Previous studies (Blumstein et al., 2005) showed that, in a regression analysis, activation in the bilateral superior temporal lobes correlated with the typicality of a stimulus as a member of its phonetic category, but not with the overall difficulty of the phonetic decision as measured by reaction time. As mentioned previously, similar results were found by Binder and colleagues (Binder et al., 2004), who found that activation in the anterior superior temporal lobes was correlated with accuracy scores on a phonetic discrimination task. These accuracy scores were presumed to reflect the ‘perceptibility’ of stimuli presented in noise. In that study, accuracy and perceptibility were confounded, raising the possibility that the temporal activation observed was not the result of the increased processing required as the signal to noise ratio decreased, but to factors related to accuracy - for instance, response certainty or degree of attentional engagement. In the present study, all stimuli with the exception of one token were perceived with near ceiling consistency. These results therefore support Binder et al.’s claim that activation in the temporal lobes is related to perceptual processing rather than to other factors.
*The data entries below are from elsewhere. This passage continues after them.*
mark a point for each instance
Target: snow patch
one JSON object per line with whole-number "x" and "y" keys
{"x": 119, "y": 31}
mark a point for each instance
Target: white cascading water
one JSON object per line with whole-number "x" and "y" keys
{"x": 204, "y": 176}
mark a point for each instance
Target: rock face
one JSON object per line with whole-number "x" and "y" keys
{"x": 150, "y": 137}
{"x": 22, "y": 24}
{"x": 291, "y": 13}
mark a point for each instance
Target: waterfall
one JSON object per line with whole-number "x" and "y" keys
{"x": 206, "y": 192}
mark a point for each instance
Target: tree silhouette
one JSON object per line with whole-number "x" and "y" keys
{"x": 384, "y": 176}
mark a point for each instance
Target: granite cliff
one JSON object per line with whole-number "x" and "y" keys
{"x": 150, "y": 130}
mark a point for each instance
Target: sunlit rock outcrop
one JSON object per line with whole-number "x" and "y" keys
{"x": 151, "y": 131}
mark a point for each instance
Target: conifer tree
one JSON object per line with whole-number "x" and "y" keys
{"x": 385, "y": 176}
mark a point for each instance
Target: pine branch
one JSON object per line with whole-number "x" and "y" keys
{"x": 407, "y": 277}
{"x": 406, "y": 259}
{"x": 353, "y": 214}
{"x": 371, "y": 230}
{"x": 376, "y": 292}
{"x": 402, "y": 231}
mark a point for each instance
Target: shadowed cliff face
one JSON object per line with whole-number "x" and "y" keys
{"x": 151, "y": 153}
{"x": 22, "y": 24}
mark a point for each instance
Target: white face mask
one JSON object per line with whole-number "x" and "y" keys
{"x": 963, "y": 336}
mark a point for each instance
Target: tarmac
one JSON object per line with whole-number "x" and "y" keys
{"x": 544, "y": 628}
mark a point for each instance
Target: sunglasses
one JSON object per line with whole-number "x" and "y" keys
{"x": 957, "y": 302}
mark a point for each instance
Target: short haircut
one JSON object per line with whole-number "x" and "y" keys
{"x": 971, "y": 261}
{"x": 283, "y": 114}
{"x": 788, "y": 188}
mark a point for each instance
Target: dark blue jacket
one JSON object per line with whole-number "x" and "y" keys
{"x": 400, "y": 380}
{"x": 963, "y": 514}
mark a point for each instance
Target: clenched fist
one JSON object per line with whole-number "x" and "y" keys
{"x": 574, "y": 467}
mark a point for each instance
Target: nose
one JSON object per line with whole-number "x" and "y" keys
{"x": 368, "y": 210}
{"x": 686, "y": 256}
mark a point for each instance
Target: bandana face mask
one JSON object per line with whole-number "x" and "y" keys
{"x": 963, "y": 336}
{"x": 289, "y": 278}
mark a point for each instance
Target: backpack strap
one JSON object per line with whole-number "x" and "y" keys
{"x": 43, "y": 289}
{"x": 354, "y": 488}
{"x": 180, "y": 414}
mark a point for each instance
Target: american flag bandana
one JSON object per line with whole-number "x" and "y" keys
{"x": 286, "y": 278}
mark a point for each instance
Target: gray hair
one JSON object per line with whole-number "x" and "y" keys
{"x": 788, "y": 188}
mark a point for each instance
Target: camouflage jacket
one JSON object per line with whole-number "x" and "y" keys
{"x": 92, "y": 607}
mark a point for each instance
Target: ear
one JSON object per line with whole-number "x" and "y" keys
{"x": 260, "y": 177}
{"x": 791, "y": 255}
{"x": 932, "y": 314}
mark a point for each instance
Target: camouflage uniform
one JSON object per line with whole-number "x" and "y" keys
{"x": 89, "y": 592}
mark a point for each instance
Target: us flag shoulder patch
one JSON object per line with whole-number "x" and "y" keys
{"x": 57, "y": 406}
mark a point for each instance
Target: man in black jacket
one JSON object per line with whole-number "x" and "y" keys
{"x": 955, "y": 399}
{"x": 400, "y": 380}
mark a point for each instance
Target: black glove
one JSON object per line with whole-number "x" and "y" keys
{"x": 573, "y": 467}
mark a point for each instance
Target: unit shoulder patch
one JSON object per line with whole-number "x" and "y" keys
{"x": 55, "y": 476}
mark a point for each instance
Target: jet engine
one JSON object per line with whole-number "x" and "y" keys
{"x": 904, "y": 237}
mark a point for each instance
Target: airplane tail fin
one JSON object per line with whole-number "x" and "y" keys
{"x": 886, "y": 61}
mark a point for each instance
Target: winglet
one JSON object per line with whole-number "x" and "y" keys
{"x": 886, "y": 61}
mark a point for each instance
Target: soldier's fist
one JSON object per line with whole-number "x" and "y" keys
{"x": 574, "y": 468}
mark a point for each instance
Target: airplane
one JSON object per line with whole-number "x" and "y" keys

Curiously, the direction of correlation between activation levels and perceptual measures was opposite in the present study to the findings in the Binder et al. (2004) study. That is, Binder and colleagues showed increasing activation to tokens which were presented with a higher signal to noise ratio, and which would presumably require less processing to resolve their phonetic identity. In contrast, the results of the present study showed increasing activation to poorer tokens in a phonetic category, which should require more processing to resolve their phonetic identity. This difference in results cannot be resolved on neuroanatomical grounds - although the clusters reported in the Binder study are anterior to those reported in the current study, there appears to be a large degree of overlap between the clusters reported in these two studies.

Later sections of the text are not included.